In this case, the pilot program is able to fully cover Brown’s mounting bill and keep her from going to trial, where she would have most likely lost. LASO lawyers also help explain the importance of continuing to pay rent on time.
“I understand,” Brown says. “I am so lucky that I found you.”
If Brown slips up a second time, the pilot program’s funds will no longer be able to keep Home Forward from evicting her.
Patterns like Brown’s are familiar to those who know the eviction court system.
“By the time people get to this point, they’re already late on rent for this month and probably can’t afford the next,” says Black.
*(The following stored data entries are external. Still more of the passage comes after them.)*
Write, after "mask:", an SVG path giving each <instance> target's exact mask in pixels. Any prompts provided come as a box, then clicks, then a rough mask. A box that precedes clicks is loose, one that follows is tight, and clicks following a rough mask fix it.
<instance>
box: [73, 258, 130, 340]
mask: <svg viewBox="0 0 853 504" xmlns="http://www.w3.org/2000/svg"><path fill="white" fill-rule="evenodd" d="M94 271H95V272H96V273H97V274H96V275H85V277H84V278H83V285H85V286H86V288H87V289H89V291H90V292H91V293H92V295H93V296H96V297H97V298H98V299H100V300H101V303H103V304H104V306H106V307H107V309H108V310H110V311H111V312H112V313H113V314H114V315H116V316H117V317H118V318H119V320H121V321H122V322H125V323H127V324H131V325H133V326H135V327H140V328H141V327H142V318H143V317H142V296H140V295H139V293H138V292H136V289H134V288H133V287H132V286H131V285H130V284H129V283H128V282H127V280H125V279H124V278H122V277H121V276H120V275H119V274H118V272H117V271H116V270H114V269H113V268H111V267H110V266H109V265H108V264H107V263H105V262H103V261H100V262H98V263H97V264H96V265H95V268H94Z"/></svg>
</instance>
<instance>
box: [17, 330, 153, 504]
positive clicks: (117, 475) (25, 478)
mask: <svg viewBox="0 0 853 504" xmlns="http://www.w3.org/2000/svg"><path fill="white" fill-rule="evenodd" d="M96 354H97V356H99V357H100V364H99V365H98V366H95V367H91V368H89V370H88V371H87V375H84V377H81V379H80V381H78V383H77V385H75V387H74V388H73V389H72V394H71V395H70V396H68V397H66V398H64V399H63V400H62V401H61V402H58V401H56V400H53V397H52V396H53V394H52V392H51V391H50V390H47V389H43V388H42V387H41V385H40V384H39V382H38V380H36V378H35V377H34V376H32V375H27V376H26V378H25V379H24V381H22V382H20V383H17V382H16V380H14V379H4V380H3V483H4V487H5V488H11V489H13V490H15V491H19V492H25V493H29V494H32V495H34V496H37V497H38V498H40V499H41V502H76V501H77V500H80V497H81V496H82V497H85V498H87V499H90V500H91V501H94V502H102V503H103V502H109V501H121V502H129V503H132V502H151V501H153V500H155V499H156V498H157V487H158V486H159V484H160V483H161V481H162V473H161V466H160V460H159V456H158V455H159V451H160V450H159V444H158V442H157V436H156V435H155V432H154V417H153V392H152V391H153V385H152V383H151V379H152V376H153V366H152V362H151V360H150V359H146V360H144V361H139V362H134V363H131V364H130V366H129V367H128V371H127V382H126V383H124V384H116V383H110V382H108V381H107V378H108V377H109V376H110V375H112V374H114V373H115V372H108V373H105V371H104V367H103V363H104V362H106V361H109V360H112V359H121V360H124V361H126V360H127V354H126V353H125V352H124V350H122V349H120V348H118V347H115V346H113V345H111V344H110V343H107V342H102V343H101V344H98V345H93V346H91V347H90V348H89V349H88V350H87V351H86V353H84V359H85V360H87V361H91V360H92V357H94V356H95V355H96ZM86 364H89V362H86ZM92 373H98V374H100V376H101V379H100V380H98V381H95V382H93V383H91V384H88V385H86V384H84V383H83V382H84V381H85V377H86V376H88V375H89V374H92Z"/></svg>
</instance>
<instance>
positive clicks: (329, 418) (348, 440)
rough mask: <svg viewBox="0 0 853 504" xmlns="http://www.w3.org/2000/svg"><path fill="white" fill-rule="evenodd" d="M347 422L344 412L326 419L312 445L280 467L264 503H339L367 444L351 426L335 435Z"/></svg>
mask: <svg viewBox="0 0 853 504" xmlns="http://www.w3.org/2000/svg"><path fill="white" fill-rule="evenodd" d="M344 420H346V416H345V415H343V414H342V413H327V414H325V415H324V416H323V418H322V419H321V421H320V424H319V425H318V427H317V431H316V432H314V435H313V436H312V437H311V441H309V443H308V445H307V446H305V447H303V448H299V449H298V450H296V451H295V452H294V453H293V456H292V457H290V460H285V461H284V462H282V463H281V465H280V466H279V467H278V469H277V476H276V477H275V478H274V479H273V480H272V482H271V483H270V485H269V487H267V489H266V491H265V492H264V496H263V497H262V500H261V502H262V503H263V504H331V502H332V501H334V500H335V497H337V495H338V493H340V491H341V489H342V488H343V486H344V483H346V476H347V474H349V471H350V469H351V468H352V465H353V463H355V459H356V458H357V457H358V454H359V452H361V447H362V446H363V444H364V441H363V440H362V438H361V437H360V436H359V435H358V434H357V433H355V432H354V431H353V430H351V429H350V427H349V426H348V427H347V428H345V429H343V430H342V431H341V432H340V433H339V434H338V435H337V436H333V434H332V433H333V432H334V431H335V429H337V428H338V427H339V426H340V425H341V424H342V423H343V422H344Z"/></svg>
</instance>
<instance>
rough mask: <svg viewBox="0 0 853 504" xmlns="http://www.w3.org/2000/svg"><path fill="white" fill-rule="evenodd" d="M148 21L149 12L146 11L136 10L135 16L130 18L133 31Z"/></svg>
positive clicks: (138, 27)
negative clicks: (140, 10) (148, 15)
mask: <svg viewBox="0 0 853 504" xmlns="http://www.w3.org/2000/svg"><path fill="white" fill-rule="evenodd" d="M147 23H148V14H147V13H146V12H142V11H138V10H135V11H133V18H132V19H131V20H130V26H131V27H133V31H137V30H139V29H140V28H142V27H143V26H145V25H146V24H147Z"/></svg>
But even as she supports the program, Black fears the process may only postpone the inevitable.
“Sure, we can cover one month, or two... but what about the next?” says Black. “It’s a vicious cycle. The system is set up to fail.”
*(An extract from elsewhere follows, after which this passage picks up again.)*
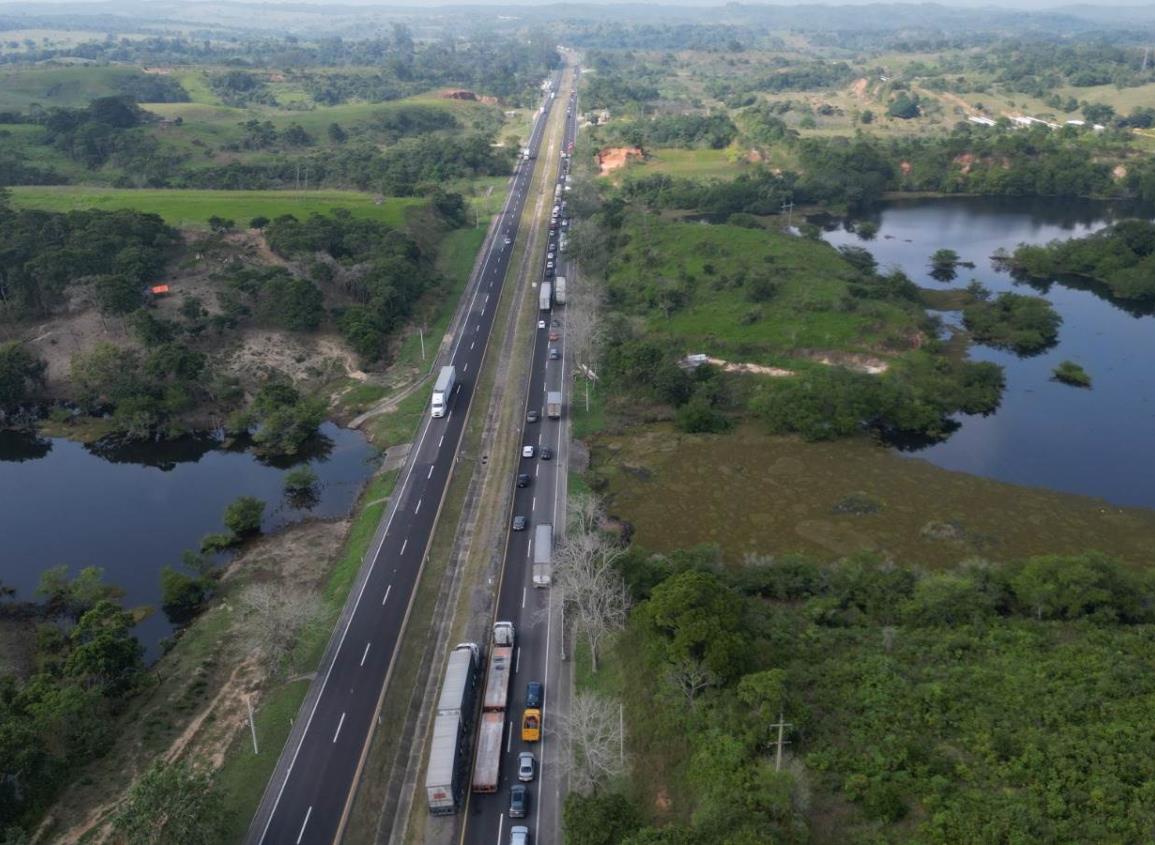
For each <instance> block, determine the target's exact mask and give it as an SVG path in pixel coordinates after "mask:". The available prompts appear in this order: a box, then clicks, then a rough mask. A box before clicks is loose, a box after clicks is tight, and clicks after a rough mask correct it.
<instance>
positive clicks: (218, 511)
mask: <svg viewBox="0 0 1155 845" xmlns="http://www.w3.org/2000/svg"><path fill="white" fill-rule="evenodd" d="M375 455H377V453H375V450H374V449H373V448H372V447H371V446H370V444H368V443H367V442H366V441H365V439H364V438H363V436H362V434H360V433H359V432H355V431H349V429H346V428H340V427H338V426H336V425H334V424H331V423H326V424H325V425H323V426H322V427H321V432H320V436H318V438H315V439H314V441H313V443H311V446H310V451H308V453H307V454H306V455H303V456H300V458H299V459H297V461H296V462H290V463H285V462H278V463H266V462H262V461H260V459H258V458H256V457H255V456H253V455H252V454H251V453H246V451H241V450H229V449H223V448H221V443H219V442H218V441H217V440H216V439H214V438H210V436H189V438H182V439H179V440H174V441H169V442H162V443H133V444H129V446H122V447H118V446H109V444H105V443H96V444H84V443H77V442H74V441H70V440H64V439H59V438H35V436H31V435H28V434H22V433H18V432H0V502H2V507H0V538H2V540H0V582H2V583H3V584H7V585H8V586H14V588H16V590H17V597H18V598H23V599H32V598H35V590H36V585H37V582H38V579H39V576H40V573H42V571H44V570H45V569H49V568H51V567H54V566H58V564H61V563H66V564H68V567H69V569H70V571H72V573H74V574H75V573H76V571H77V570H80V569H81V568H83V567H87V566H98V567H103V568H104V573H105V575H104V579H105V583H107V584H114V585H117V586H121V588H124V589H125V591H126V595H125V606H126V607H137V606H142V605H148V606H151V607H155V608H156V612H155V613H152V614H151V616H149V618H148V619H147V620H144V621H143V622H141V625H140V626H139V628H137V636H139V637H140V638H141V642H142V643H144V645H146V646H147V648H148V649H149V657H150V658H151V657H155V656H156V653H157V644H158V643H159V641H161V638H163V637H165V636H167V635H169V634H171V631H172V626H170V625H169V620H167V619H166V618H165V615H164V612H163V611H161V607H159V604H161V581H159V575H161V568H162V567H163V566H165V564H172V566H176V564H179V563H180V554H181V552H182V551H185V549H187V548H199V547H200V540H201V538H202V537H203V536H204V534H207V533H211V532H216V531H223V530H224V523H223V521H222V516H223V514H224V509H225V507H228V504H229V503H230V502H232V501H233V500H234V499H236V498H237V496H241V495H251V496H256V498H258V499H261V500H262V501H264V502H266V503H267V504H266V509H264V521H263V525H262V528H263V529H264V530H266V531H271V530H274V529H277V528H281V526H283V525H286V524H289V523H292V522H297V521H300V519H304V518H306V517H321V518H326V517H341V516H344V515H346V514H348V513H349V511H350V509H351V508H352V504H353V502H355V501H356V499H357V495H358V493H359V492H360V488H362V486H363V485H364V483H365V481H366V479H368V477H370V476H371V474H372V472H373V470H374V466H375V461H374V457H375ZM303 463H307V464H308V465H310V466H311V468H312V469H313V471H314V472H315V473H316V476H318V479H319V484H318V493H319V496H318V500H316V501H315V503H314V504H313V507H311V508H308V509H301V508H296V507H291V506H290V504H289V503H288V502H285V501H284V495H283V486H284V474H285V470H286V469H288V468H290V466H293V465H299V464H303Z"/></svg>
The ideal fix, Black says, would be a more comprehensive, long-term solution, like a program that offers low-income tenants financial guidance and assistance before their overdue bills start piling up. But in Portland, where the lack of affordable housing has been deemed an “emergency,” short-term solutions have become the priority.
Back inside Room 120, Judge Johnston is hearing the pleas of a woman who has returned to the court after allegedly failing to uphold her landlord’s settlement agreement. She says she never received a notice in the mail and that there must have been a clerical error. Her voice wavers as she asks for an extension.
“I’m sorry, ma’am,” Johnston says, “but this is the agreement you made.”
“She’s probably going to be homeless,” Black says. “If only we caught her last week, we could have helped her.”*Clarification: Portland Tenants United is not affiliated with the city-funded pilot program.